If you're going to spend the time and money to reupholster a piece, the fabric that you choose should be durable enough for whatever you plan to throw at your furniture. While you may not need to be so picky about an occasional chair in the corner of your bedroom, if you're recovering dining chairs for a table that your family routinely gathers around, you need to know what makes a fabric durable.
- DOUBLE RUB COUNT: A rub count is a measure of how many times a fabric can be abraded before it starts to show wear. Different tests may have different names, but the same principle applies - the higher the number, the more durable the fabric. Some people estimate that 3,000 double rubs is the equivalent of 1-year of average use. Expert opinions vary, but we tell clients that the minimum count for fabric being used to upholster furniture is 15,000. However, aiming for 30,000 is preferable for a routinely used piece. 100,000+ double rubs is considered commercial grade fabric that is designed to withstand daily use in a hospital waiting room, restaurant, or airplane seat.
- WEIGHT: Your high school science teacher taught you that mass and weight are not the same, but the world of fabric doesn't heed that distinction. When you see the weight listed, it is actually the mass of a piece of fabric (ounces per square yard) because some threads weigh more than others. So in the U.S., you'll usually see this displayed as ounces.
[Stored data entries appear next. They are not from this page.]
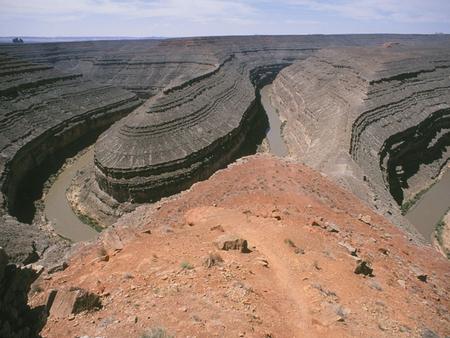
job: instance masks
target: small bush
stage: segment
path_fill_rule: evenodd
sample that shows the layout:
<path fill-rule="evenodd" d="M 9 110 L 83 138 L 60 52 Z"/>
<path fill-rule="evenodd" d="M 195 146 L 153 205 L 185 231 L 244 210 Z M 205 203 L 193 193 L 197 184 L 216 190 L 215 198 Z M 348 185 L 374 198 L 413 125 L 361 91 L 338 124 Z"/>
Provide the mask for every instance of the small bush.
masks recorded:
<path fill-rule="evenodd" d="M 183 270 L 192 270 L 194 268 L 194 266 L 192 266 L 191 263 L 186 262 L 186 261 L 185 262 L 181 262 L 180 267 Z"/>
<path fill-rule="evenodd" d="M 297 245 L 295 245 L 295 243 L 294 243 L 291 239 L 289 239 L 289 238 L 286 238 L 286 239 L 284 240 L 284 243 L 286 243 L 287 245 L 289 245 L 291 248 L 296 248 L 296 247 L 297 247 Z"/>
<path fill-rule="evenodd" d="M 171 334 L 161 327 L 153 328 L 142 334 L 141 338 L 174 338 Z"/>
<path fill-rule="evenodd" d="M 444 232 L 444 227 L 445 227 L 444 219 L 441 219 L 439 222 L 436 223 L 436 239 L 440 245 L 443 244 L 442 235 Z"/>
For example, a gauzy fabric might be 4oz and a denim more like 9oz. The denim feels thicker and heavier. You're usually going to be looking in the 6-12 oz range, though the application also matters. If you have a piece with delicate folds, sharp curves, or deep tufts, 12 oz fabric isn't going to be as graceful as something in the 6 oz range.
- MATERIAL: If you're looking for absolute durability, leather or a faux leather are going to provide you with unbeatable performance. Of course they can't stand up to repeated clawing from a cat, but they do excel when it comes to staining, fading, and fiber wear. Faux leather can get a bad rap, but today's options are textured, colorful, pliable. Natural fibers like cotton and linen are quite strong because of the tightly woven fibers, but they aren't as stain or fade resistant. As soon as you add polyester into the mix, the durability goes up significantly.
- PATTERN and COLOR: While you're certainly considering pattern and color for their aesthetic value, you should also know that they can influence how your furniture wears. Something with a busy pattern is going to hide imperfections much more than a solid color. And if you're going with a solid color, selecting a textured fabric, like a chenille or tweed provides stains or snags with a bit of cover.
- TREATMENT: Many fabric lines offer the option to apply a protective treatment to fabric to further protect it against stains and fading. Many of the fabrics in the Home Again library are (or can be) treated to turn them into high performance material that will hold up against whatever your toddler throws at it. Many people are familiar with Crypton, which is fabric that, as its name suggests, is practically indestructible. However, Crypton is essentially a type of treatment that is added to an otherwise "normal" upholstery fabric. Other treatment names include Alta, FibreGuard, or Nanotex Asure. When you see these names used to describe a fabric, you know you're getting upholstery fabric with an extra shot of durability.